19-02-2011, 09:23 AM
(18-02-2011, 12:52 AM)Mark Wrote: TCP (Transmission Control Protocol)
TCP is a connection oriented protocol that provides reliable delivery of data from one computer program to another. TCP is used by applications such as FTP.
When you send data using TCP, the receiver responds with an acknowledgment message when it receives the data. The sender keeps a record of every packet that it sends and it waits until it receives the acknowledgment before sending the next packet. The sender also keeps a timer from when the packet was sent and re-sends a packet if the timer expires, this is used when a packet is lost or corrupt.

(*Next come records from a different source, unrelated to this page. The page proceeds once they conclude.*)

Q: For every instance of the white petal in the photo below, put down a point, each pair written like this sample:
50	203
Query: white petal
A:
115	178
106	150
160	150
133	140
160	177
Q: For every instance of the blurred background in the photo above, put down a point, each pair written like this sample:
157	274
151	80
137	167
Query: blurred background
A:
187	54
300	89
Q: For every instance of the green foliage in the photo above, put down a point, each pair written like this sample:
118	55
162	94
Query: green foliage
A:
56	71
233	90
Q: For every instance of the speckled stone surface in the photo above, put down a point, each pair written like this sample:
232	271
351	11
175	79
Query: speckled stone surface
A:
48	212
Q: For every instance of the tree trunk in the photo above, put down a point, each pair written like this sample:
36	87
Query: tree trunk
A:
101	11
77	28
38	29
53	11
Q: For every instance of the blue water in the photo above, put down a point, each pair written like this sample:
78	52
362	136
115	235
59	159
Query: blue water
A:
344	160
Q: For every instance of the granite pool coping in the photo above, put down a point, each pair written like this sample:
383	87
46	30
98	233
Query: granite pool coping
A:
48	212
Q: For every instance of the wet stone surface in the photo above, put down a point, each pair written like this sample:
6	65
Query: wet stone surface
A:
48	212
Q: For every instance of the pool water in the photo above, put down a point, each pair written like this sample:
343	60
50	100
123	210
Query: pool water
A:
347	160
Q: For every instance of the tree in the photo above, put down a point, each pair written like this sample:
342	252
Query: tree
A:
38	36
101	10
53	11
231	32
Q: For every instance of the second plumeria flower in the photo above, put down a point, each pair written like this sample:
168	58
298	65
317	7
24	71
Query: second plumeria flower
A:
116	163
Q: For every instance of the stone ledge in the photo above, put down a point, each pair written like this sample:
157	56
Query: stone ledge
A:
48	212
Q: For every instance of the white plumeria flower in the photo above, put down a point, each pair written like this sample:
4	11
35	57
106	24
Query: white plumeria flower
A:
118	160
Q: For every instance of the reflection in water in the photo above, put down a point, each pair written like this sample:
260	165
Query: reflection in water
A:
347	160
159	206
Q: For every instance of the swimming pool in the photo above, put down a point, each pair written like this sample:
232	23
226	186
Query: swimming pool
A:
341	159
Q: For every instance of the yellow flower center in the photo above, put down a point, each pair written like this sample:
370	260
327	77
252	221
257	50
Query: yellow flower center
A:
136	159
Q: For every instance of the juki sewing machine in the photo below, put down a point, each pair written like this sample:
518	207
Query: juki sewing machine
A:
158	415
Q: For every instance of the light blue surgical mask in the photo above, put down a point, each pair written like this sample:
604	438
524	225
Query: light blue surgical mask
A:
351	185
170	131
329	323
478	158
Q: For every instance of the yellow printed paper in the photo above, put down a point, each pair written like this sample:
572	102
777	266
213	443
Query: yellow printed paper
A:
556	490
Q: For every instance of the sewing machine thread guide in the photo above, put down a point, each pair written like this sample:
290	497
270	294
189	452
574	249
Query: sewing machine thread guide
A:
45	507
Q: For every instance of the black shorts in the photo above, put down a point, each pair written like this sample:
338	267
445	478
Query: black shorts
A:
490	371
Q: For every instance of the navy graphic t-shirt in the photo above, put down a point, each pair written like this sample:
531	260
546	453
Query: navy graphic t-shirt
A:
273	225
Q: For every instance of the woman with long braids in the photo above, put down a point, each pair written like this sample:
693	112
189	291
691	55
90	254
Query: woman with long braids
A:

Not entirely accurate. The server side or the one who is sending SYN(chronize) / ACK(nowledge)packets does keep a record of every ACK that it receives back, but it does not wait for ACK packets to keep on sending. It may send 100 SYN packets in a burst and may receive back only 97 ACK's. There is a three way handshake they always show you diagrams of that only represents what is necessary to initiate the connection. The thing you have to remember is that there are actually two connections in essence being made with TCP. Each side on the connection has both a transmit or Tx(transmit) and a Rx(receive) they are independent of each other. The built in error checking on the server is simply whatever ACK packets were missing it resends SYNs first to make sure that the client did NOT receive the packet and that it was not just an routing/networking error when the client was supposed to have sent the ACK, and so on.
If the two sides waited for each individual packet it would only slow things down. TCP uses error correction, it is not one side talking at a time saying I GO, YOU GO. It is both sides speaking and listening simultaneously. Something that we as humans have an extraordinarily hard time with.